Kemarin (20/7/2016), IPT 65 telah memutuskan bahwa Indonesia bertanggung jawab atas 10 tindakan kejahatan HAM berat yang terjadi pada 1965-1966. Selain itu, lanjut Bonar, IPT 65 juga merekomendasikan agar pemerintah melakukan rehabilitasi untuk korban dan penyintas serta menghentikan pengejaran (persekusi) yang masih dilakukan oleh pihak berwajib, atau menghilangkan pembatasan-pembatasan bagi para korban dan penyintas, sehingga mereka dapat menikmati sepenuhnya hak asasi manusia seperti yang dijamin oleh hukum Indonesia dan Internasional.
Masih kata Bonar, dengan alasan tidak mengikat secara hukum, pemerintah Indonesia sejak awal menganggap remeh proses eksaminasi versi masyarakat sipil atas peristiwa 1965. Putusan yang baru dikeluarkan kemarin pun juga dianggap angin lalu oleh pemerintah. Padahal, sambung Bonar, secara etik, putusan tersebut berpotensi memperluas dukungan Internasional untuk menuntaskan pelanggaran HAM masa lalu.
“Sebaiknya pemerintah segera bergegas mengambil langkah-langkah penuntasan pelanggaran HAM tersebut sebagaimana dijanjikan dalam Nawacita Jokowi,” kata dia.
Bonar melanjutkan pengingkaran atas peristiwa tersebut dan membiarkannya tidak tuntas hanya akan menjadi beban masa depan dan merendahkan komitmen politik Indonesia atas hak asasi manusia di mata Internasional.
“Pemerintah tidak bisa terus menerus menolak upaya-upaya itu dengan langkah kontraproduktif, yakni membubarkan dan melarang berbagai diskusi terkait peristiwa tersebut, yang sejak Jokowi menjabat pada Oktober 2014 telah terjadi 65 jenis diskusi dengan topic yang dianggap berhubungan dengan komunisme dibubarkan,” jelas dia.
Sementara itu, Indonesia tidak akan mengakui apapun putusan IPT tersebut. Menurut Menko Polhukam Luhut B Panjaitan, Indonesia adalah bangsa besar yang mengetahui cara menyelesaikan persoalannya sendiri.

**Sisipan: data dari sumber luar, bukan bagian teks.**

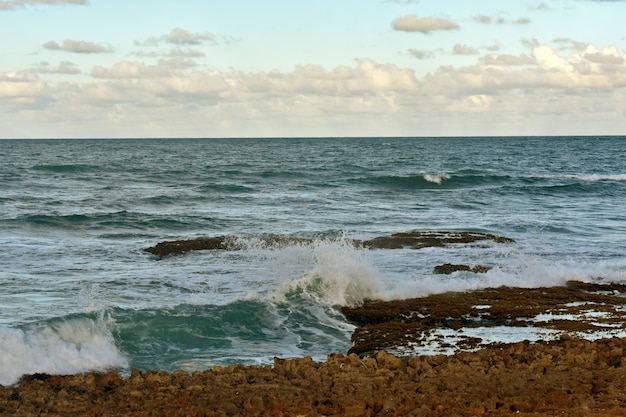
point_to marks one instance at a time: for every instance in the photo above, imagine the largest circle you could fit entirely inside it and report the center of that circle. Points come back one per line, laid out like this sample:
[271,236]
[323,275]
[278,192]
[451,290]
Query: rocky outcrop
[450,268]
[404,325]
[566,377]
[414,240]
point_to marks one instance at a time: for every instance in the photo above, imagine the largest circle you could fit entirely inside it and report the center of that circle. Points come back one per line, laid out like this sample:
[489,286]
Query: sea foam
[59,347]
[334,272]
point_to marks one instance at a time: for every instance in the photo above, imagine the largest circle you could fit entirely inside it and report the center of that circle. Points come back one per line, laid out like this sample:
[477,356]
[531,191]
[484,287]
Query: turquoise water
[79,293]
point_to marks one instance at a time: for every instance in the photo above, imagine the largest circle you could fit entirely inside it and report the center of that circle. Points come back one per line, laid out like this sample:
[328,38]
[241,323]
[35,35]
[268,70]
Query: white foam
[67,347]
[438,178]
[335,273]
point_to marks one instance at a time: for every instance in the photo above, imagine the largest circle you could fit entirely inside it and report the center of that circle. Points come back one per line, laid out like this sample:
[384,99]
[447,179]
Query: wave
[59,346]
[583,177]
[111,221]
[338,274]
[436,181]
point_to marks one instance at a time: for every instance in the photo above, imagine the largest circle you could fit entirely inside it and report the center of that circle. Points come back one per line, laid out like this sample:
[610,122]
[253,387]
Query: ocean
[79,293]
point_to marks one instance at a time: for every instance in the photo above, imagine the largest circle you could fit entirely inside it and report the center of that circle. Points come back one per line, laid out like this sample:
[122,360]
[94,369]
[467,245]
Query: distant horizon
[245,68]
[315,137]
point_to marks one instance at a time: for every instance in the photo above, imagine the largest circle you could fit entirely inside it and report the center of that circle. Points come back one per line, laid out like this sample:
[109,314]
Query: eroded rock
[415,240]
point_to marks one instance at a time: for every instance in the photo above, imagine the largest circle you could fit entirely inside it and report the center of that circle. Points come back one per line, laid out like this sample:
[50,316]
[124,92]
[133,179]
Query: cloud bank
[175,97]
[412,23]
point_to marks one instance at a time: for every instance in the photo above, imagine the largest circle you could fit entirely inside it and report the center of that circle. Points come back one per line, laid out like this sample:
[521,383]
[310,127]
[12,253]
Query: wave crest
[338,273]
[59,347]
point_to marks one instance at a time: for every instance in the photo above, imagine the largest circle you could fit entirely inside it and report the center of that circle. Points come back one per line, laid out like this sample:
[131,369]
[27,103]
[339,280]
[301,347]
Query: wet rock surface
[568,376]
[407,325]
[415,240]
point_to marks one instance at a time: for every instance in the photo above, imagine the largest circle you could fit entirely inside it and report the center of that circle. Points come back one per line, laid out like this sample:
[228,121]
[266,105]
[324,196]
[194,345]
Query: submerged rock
[408,325]
[450,268]
[415,240]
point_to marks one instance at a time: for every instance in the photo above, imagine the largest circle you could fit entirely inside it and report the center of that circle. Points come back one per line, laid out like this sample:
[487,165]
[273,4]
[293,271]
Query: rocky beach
[568,375]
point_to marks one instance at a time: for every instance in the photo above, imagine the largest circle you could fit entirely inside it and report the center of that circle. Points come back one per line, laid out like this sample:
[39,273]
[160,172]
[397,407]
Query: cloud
[459,49]
[64,67]
[412,23]
[82,47]
[421,53]
[607,56]
[496,94]
[507,60]
[180,36]
[12,5]
[485,19]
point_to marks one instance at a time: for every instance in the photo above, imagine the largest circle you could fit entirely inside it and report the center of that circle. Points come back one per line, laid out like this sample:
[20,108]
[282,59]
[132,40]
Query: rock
[450,268]
[415,240]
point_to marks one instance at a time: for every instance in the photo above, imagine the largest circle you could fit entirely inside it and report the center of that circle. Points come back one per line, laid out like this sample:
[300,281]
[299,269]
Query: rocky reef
[569,376]
[415,240]
[566,376]
[408,325]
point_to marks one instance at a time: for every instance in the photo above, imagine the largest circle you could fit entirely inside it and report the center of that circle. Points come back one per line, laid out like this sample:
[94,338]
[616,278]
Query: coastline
[571,376]
[568,375]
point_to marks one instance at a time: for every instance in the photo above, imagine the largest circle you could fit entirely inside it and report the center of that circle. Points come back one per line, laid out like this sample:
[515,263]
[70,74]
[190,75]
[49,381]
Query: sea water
[78,293]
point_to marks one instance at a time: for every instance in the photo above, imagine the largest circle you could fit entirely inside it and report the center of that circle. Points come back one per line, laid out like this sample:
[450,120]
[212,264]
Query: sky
[323,68]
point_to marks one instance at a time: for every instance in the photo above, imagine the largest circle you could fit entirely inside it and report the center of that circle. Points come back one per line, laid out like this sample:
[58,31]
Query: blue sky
[191,68]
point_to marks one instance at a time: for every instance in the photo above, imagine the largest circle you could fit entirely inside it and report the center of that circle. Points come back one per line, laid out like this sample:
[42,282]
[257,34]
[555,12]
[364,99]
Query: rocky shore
[570,377]
[576,365]
[414,240]
[566,376]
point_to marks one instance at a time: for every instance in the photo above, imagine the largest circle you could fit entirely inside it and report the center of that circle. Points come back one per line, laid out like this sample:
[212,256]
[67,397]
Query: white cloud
[412,23]
[64,67]
[499,93]
[70,45]
[12,5]
[459,49]
[180,36]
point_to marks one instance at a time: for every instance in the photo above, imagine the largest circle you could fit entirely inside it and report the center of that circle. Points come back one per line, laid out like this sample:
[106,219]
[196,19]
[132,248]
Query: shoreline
[569,374]
[574,376]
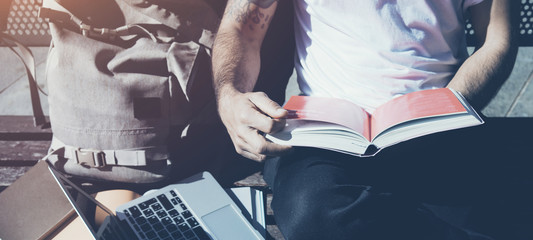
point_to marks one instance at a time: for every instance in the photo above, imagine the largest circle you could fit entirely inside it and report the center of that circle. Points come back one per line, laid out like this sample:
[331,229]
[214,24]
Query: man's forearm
[236,51]
[235,65]
[483,73]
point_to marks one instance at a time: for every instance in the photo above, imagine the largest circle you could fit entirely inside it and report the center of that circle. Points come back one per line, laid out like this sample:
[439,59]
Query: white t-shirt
[369,51]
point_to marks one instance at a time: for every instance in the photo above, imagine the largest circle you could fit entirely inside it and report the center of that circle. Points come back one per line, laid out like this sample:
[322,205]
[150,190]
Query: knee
[299,216]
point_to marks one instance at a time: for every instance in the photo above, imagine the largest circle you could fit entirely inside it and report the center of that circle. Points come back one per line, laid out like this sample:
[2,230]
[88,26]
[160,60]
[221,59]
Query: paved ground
[515,99]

Luhut pun menegaskan agar pihak lain tak perlu ikut campur atas masalah tersebut.
“Apa urusan dia?,” kata Luhut.
Menurut Luhut, Indonesia mempunyai sistem hukum sendiri dan tidak akan didekte bangsa lain.
“Saya tak ingin orang lain dikte bangsa ini. Bangsa ini bangsa besar. Kami menyelesaikan dengan cara kita dengan nilai-nilai universal,” tandasnya.